I was quite relieved to hear this. What I saw in my own incredible children caused me to wonder if I was going crazy (or for those who know me, crazier). There's a fundamental change brought about by modern technology. It's created a different environment, and those who weren't around earlier have as much trouble understanding us as we do them.
A simple example: when I was young, we didn't have a telephone. Remember telegrams for emergencies? So if we wanted someone to come for dinner, we'd write to them - or if they lived in our town we might ask them when we ran into them at the shops - or cycle round to deliver an invitation. So it was arranged and in due course we'd have a meal together. Trying to pin our children down to something in advance is quite a challenge, despite vastly improved communication technology. Until I read this book, I saw this as rude - and yet I knew our children weren't rude. Now so much makes sense - at least of a kind.
One way of thinking isn't inherently better or worse than the other - both have strengths and weaknesses. For example modern thinking is much more oriented toward consensus - a generally positive thing. But it is often narrowed - tolerance being conditional on sharing similar views on some matters some see as fixed. Those who hold different views are often shown little tolerance. Such a thing (the tolerant being intolerant) only makes sense when we realise that, just as in Animal Farm (George Orwell), the meaning of language is being redefined. Sadly people - especially the young enthusiastic zealots of today are totally unaware of this - even when they have read Animal Farm.
So modern young people tend to be more open and flexible on many traditional values - something often lacking in those of us brought up in a different world. But many seem to lack the ability to commit to something. This not only applies to coming for a meal, but to things some of us regard as fixed - such as loans. I don't know how this will work out in the bigger picture - but I'm starting to see some options.
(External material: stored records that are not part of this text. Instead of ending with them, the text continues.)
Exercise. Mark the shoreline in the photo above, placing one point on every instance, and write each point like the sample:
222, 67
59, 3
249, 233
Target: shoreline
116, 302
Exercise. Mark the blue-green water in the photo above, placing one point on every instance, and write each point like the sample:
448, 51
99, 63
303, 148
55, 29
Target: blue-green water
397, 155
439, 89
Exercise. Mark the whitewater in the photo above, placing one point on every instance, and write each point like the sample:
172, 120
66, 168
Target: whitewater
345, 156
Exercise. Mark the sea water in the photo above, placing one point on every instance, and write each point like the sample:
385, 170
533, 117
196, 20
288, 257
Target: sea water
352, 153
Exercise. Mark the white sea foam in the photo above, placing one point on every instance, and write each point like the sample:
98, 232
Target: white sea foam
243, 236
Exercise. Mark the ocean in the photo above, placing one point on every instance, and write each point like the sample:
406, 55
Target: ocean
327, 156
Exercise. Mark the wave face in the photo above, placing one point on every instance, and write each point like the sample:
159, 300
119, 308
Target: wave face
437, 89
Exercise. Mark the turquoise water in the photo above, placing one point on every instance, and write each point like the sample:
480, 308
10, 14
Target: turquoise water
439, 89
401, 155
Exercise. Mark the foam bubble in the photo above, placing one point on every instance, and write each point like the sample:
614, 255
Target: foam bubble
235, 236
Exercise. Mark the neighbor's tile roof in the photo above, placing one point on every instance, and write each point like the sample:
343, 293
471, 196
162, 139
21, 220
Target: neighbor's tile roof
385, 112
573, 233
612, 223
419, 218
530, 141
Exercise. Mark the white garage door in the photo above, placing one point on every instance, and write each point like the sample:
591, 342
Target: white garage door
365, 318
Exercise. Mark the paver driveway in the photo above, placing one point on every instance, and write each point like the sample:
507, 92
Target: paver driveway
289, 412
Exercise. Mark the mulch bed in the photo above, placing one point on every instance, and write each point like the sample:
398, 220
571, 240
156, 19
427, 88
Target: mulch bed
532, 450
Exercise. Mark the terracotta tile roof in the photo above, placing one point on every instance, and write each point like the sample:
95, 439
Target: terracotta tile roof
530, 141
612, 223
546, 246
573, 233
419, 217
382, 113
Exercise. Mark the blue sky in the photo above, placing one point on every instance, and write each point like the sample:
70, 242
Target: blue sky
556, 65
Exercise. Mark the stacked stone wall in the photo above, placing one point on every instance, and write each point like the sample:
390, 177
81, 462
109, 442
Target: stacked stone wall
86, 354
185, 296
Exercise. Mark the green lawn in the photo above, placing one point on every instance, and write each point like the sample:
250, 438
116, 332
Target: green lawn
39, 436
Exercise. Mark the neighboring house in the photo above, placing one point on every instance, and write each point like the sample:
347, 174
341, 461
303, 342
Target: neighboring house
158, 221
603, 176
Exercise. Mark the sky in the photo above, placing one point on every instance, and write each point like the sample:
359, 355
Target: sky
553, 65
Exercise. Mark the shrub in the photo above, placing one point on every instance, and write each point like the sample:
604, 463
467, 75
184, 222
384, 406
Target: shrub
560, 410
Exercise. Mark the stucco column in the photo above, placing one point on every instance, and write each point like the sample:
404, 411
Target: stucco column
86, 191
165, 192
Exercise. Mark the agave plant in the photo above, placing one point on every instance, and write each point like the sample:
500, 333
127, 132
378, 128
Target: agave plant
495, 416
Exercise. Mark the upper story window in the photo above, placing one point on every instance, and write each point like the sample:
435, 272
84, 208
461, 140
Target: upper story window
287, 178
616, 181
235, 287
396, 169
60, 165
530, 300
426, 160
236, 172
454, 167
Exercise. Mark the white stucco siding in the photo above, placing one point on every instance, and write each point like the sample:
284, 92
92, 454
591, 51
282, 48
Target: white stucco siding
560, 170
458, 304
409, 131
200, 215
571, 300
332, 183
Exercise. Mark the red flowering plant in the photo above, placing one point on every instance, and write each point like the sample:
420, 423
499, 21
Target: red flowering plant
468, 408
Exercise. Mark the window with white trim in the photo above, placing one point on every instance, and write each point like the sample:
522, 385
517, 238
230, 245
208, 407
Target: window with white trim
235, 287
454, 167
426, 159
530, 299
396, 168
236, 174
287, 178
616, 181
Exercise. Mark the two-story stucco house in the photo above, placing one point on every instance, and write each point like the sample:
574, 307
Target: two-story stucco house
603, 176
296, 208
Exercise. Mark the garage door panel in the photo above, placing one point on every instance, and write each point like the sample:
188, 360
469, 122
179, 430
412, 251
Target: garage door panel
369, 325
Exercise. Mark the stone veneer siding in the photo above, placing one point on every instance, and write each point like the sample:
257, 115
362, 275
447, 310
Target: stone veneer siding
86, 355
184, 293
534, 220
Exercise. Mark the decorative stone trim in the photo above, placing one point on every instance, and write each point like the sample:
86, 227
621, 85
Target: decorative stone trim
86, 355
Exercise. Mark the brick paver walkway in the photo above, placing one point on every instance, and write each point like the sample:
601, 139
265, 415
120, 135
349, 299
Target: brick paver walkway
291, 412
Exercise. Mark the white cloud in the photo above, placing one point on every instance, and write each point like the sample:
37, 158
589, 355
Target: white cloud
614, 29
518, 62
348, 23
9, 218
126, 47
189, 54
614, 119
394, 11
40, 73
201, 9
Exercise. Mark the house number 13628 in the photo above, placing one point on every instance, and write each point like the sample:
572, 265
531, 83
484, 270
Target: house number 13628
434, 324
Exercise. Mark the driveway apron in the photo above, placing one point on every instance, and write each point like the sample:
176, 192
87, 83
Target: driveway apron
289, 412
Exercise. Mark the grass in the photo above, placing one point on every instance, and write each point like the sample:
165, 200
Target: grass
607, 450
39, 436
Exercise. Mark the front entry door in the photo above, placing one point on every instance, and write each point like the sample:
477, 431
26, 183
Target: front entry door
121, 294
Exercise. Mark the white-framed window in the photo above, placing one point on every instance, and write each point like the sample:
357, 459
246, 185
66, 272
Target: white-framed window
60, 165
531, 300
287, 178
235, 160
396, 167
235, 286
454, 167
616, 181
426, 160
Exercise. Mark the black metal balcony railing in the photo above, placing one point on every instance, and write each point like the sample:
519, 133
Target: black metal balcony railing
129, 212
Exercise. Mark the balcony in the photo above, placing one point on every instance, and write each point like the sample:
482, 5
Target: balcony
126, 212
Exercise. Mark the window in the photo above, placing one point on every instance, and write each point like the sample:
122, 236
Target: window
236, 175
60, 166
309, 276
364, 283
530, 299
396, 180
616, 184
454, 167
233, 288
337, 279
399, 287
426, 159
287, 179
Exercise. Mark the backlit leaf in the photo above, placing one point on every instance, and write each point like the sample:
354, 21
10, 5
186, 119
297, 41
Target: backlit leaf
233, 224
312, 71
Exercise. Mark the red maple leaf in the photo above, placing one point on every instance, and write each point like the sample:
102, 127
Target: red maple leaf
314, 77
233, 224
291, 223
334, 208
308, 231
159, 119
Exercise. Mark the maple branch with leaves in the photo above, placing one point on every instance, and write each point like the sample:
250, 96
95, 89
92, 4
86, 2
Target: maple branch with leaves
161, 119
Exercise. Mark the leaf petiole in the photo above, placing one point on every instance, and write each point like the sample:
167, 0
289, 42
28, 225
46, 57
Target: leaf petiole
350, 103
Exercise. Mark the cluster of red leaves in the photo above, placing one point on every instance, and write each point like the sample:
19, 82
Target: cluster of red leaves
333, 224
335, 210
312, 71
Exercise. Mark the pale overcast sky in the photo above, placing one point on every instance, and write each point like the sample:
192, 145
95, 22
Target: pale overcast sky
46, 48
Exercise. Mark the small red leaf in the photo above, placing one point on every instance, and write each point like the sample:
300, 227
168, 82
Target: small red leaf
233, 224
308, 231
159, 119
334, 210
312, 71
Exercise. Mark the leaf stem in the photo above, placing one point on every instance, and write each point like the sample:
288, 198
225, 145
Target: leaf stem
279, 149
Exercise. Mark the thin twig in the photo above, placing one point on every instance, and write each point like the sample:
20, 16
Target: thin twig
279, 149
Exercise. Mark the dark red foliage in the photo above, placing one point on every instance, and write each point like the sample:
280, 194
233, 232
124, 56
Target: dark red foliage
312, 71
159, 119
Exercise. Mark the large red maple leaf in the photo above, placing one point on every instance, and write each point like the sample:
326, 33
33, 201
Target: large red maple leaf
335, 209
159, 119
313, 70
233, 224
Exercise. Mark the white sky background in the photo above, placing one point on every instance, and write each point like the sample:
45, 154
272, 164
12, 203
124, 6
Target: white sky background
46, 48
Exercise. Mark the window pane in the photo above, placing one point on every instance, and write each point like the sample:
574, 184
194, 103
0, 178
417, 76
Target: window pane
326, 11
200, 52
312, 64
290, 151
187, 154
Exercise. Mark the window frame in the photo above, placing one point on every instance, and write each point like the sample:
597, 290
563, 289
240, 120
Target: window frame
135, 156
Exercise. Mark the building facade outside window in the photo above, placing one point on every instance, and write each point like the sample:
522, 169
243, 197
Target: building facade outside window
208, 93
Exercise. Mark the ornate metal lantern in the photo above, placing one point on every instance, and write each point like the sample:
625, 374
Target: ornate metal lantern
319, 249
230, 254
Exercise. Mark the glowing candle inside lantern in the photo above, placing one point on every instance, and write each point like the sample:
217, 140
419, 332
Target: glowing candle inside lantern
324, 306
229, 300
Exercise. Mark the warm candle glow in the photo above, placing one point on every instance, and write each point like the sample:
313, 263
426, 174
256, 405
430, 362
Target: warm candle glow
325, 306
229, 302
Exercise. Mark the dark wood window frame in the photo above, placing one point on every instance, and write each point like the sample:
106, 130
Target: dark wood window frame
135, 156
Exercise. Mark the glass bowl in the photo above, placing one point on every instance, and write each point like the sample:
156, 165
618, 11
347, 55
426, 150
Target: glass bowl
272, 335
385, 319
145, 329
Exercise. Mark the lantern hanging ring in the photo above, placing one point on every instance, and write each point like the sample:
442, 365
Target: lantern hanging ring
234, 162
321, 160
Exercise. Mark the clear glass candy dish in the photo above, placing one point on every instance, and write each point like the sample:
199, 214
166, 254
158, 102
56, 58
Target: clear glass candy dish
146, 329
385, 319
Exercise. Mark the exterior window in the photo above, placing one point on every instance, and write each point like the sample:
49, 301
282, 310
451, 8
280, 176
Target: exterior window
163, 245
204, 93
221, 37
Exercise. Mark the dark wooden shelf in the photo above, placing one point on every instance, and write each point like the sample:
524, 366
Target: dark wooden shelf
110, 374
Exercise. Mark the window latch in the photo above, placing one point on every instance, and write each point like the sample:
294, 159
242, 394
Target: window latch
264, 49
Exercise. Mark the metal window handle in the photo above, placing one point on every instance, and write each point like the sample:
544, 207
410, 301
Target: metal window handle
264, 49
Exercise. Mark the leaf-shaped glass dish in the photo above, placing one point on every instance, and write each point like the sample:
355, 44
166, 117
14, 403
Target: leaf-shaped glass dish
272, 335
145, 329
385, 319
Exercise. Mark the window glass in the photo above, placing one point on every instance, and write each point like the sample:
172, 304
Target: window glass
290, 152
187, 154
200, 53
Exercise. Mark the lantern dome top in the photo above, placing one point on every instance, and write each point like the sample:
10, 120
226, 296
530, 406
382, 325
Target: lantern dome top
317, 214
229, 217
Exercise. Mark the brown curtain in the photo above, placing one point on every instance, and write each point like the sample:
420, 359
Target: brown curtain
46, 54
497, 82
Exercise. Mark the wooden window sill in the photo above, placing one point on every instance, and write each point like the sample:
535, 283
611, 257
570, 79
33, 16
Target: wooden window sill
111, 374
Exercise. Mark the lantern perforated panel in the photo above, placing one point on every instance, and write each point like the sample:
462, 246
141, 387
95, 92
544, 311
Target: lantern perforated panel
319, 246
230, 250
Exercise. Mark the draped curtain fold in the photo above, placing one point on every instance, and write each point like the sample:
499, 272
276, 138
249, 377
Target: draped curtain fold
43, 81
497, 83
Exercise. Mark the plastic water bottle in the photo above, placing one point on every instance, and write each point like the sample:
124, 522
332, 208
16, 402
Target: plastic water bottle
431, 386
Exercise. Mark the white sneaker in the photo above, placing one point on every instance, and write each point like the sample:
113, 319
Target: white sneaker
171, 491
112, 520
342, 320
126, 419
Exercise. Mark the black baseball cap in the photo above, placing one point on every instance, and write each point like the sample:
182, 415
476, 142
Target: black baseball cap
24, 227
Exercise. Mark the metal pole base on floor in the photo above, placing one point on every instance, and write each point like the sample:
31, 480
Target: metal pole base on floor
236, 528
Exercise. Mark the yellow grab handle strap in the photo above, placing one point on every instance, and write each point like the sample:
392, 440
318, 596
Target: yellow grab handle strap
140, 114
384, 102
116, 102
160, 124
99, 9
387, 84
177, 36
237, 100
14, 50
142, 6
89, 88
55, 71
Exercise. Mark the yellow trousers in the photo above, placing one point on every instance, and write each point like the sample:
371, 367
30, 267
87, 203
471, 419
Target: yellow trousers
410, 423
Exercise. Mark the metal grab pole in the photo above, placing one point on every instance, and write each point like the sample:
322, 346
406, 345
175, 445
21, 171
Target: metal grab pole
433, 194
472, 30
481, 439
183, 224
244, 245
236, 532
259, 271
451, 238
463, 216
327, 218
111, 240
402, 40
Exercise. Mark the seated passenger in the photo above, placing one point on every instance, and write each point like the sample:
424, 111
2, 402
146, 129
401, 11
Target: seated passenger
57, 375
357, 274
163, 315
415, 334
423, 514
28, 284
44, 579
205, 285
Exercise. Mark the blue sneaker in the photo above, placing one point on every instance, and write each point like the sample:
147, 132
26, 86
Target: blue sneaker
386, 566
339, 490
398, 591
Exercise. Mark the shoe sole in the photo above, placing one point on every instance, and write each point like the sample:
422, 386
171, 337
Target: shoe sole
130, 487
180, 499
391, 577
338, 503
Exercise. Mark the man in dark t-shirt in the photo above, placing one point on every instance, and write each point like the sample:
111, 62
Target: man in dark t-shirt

One that intrigues me is the idea of the virtual nomad. There is no doubt that the traditional model of payment for time is ineffective as shown by the vast wealth of the world (50%) controlled by so few (1%). But whether these people can do something sustainable is yet to be tested. Certainly there are a small number who seem naturally suited to it. My own remodelled accounting services in a small way incorporate a few of the elements. But it will be interesting to see what happens in the future - watch this space as they say.